Hi there, creator of autodoc here.

You can do it yourself and make pull request back to the BuildKit codebase :)

If it gets merged everyone who uses BuiltKit would have access.

verdverm · on March 25, 2023

Yea, not going to do it myself, would be better if you did. As I said, it's a good test to find where your tool provides value or breaks down

smrtinsert · on March 25, 2023

I'm more interested for LLMs to get the point when it can look at the several hundred codebases in your company and tell you who sets what value in your local data model, and why they set it. There's always slack instead of poorly generated documentation.

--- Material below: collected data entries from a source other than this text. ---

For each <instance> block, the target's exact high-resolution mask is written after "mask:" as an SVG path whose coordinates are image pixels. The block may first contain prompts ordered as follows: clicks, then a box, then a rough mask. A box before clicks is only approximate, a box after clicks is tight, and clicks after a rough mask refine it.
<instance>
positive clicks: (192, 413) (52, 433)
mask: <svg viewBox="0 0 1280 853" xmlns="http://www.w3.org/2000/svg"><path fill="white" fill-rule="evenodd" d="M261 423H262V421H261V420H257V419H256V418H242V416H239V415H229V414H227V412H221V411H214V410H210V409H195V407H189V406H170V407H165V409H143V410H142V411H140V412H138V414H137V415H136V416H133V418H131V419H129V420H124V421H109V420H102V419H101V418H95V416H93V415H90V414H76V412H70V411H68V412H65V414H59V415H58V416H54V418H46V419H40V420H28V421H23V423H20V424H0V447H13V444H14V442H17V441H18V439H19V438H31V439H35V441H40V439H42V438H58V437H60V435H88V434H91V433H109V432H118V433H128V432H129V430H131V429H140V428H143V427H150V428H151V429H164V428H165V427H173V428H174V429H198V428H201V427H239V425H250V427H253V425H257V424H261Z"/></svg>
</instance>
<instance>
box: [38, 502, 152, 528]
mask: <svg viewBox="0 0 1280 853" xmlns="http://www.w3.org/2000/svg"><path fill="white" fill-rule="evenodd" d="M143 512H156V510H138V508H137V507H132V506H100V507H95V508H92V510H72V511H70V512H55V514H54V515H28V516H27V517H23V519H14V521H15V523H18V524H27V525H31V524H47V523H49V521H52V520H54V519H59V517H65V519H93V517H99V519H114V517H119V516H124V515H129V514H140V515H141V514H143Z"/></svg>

splatzone · on March 25, 2023

This is extremely interesting. I have a few monstrous repositories I’d like to try it on.

The thing I’m wondering about is the cost. How much would it cost to run this on the entire WordPress source, for example?

funfunfunction · on March 25, 2023

How many pages? You can get an estimate for how much it would cost using the `estimate` command in Autodoc.

splatzone · on March 25, 2023

I’m not prepared to install this at the moment, but if you were to give an example of costs for what I suggested above, it might convince me to try it out

funfunfunction · on March 25, 2023

Running the `doc estimate` command on the Wordpress repository says it will cost $58.47. The estimates are usually +/-10% of the actual cost.

splatzone · on March 25, 2023

That seems very reasonable! Thank you for testing it, I’ll give it a try on some of my own repos soon

ldng · on March 25, 2023

It does not for such an uncertain result.

whiplash451 · on March 25, 2023

Very cool stuff.

I think people who dismiss this kind of tool because it can hallucinate stuff are off topic.

The AI will get better and better, but more importantly we will evolve and learn to work with this kind of tool.

ImageDeeply · on March 25, 2023

Granting that some hallucination is likely, still seems like a step in the right direction.